Returning from Washington, Padaniapapi (Struck-by-The-Ree) told his people, "The white men are coming in like maggots. It is useless to resist them. They are many more than we are. We could not hope to stop them. Many of our brave warriors would be killed, our women and children left in sorrow, and still we would not stop them. We must accept it, get the best terms we can get and try to adopt their ways."

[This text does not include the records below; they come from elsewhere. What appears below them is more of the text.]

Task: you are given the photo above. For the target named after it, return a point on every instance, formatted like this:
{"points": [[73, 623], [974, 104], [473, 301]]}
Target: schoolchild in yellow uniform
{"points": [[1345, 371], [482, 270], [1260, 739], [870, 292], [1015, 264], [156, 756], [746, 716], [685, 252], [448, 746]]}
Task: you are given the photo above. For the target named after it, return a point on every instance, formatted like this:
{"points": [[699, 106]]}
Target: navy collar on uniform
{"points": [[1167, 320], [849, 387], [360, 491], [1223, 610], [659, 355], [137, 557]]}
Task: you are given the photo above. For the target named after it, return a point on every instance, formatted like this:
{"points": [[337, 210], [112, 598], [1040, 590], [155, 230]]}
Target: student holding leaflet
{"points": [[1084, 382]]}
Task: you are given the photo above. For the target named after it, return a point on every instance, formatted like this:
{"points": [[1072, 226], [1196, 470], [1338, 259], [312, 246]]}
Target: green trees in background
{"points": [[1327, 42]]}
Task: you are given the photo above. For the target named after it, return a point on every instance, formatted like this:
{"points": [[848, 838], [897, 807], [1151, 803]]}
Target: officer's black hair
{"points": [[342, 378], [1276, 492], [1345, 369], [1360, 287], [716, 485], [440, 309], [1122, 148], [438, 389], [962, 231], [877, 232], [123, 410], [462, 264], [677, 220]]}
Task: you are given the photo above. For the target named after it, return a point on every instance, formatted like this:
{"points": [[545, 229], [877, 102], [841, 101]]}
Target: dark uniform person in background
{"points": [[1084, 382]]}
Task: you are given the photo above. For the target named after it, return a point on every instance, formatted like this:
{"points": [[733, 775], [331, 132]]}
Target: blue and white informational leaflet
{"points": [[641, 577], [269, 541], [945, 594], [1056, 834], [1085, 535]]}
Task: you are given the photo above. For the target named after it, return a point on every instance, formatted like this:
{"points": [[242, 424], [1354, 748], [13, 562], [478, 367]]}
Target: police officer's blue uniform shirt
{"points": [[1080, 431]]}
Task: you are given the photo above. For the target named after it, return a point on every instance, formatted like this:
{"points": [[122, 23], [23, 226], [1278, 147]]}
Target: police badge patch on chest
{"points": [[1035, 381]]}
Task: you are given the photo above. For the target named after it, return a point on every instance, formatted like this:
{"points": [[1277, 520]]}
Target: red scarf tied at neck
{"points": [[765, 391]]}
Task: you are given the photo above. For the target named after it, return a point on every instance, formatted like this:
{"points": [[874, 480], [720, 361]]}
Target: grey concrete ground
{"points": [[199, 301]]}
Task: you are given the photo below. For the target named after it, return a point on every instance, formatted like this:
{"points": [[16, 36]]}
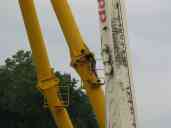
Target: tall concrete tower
{"points": [[120, 100]]}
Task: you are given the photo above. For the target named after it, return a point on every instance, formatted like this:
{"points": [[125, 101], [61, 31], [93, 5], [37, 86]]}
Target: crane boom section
{"points": [[47, 82], [81, 58]]}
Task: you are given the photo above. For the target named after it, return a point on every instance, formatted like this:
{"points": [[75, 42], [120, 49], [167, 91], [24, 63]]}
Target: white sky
{"points": [[149, 25]]}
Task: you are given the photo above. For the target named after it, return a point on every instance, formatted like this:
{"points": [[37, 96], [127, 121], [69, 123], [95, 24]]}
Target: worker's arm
{"points": [[47, 82], [82, 59]]}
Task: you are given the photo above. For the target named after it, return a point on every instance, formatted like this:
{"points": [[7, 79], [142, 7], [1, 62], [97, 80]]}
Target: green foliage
{"points": [[21, 104]]}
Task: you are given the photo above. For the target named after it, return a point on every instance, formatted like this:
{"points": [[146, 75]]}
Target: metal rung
{"points": [[64, 96]]}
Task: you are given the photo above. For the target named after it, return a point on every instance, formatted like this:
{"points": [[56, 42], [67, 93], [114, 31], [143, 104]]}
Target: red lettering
{"points": [[102, 12], [102, 15], [101, 4]]}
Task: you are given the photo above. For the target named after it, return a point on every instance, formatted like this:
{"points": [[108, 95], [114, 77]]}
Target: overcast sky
{"points": [[149, 23]]}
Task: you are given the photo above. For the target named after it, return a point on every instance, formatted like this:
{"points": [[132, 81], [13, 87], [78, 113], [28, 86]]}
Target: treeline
{"points": [[21, 104]]}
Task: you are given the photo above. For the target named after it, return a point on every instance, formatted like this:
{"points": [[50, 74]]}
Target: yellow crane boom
{"points": [[81, 58], [47, 82]]}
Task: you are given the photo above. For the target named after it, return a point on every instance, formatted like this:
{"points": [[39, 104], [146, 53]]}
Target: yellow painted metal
{"points": [[82, 59], [47, 80]]}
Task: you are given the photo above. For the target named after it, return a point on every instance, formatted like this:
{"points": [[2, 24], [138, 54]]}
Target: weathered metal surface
{"points": [[120, 103]]}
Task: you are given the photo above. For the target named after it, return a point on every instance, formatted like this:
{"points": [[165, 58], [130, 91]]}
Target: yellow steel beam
{"points": [[47, 82], [82, 59]]}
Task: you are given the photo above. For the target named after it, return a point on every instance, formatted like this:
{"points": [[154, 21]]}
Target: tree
{"points": [[21, 104]]}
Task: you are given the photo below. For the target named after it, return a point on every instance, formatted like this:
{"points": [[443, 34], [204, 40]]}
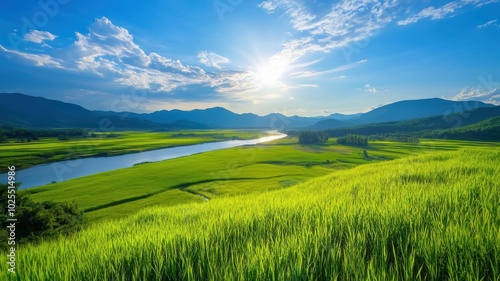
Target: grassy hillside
{"points": [[485, 130], [429, 217], [431, 127], [240, 170], [46, 150]]}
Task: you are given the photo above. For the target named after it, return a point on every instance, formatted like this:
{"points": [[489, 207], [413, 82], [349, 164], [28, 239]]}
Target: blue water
{"points": [[70, 169]]}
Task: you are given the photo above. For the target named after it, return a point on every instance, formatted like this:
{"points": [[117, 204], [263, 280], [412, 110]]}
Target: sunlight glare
{"points": [[270, 74]]}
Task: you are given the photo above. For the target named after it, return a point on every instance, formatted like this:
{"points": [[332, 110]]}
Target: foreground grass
{"points": [[241, 170], [430, 217], [47, 150]]}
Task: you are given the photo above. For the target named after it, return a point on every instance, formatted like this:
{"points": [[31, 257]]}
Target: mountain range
{"points": [[36, 112]]}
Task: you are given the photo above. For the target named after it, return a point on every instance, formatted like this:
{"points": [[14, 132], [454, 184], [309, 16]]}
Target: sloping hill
{"points": [[432, 217], [429, 125], [488, 130], [411, 109], [37, 112]]}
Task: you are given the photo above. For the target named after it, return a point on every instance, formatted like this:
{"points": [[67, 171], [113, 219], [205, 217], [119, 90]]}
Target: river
{"points": [[71, 169]]}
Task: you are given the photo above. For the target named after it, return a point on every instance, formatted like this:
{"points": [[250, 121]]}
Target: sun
{"points": [[270, 74]]}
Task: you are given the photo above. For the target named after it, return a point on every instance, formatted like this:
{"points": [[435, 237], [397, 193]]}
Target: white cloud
{"points": [[349, 21], [489, 23], [212, 59], [339, 77], [109, 51], [448, 10], [485, 95], [37, 59], [38, 36], [303, 74], [346, 22], [373, 90], [106, 39], [269, 6]]}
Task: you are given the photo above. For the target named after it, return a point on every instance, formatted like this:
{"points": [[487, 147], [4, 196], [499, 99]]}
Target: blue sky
{"points": [[295, 57]]}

For about eleven and a half million acres, a payment of approximately $1.6 million in annuities was to be paid over the next 50 years. Specific provisions of the treaty called for educating the tribe to develop skills in agriculture, industrial arts and homemaking. This treaty provided for the removal of the tribe to a 475,000-acre reservation on the north side of the Missouri River in what is now Charles Mix County. (Charles E. Mix was the commissioner who signed for the federal government.) The US Senate ratified the treaty on February 16, 1859 and President Buchanan authorized it ten days later. On July 10, 1859, the Yankton Sioux vacated the ceded lands and moved onto the newly-created reservation.
Treaty Monument
Text on the monument states: To commemorate the treaty between the United States of America and the Yankton Tribe of Sioux or Dakota Indians. Concluded at Washington, D.C. April 18, 1856; Ratified by the Senate February 16, 1859.
In Memory of the Yankton Chiefs who made the Treaty of 1858.
Struck By The Ree, Black Bear, Medicine Crow, White Swan, Pretty Boy, Feather In The Ear, Crazy Bull, Frank Deloria
The Monument can be found on a hill approximately 1/4 mile north of Greenwood, South Dakota (where the original Yankton Sioux Agency headquarters was located) off Bon Homme County Road 2.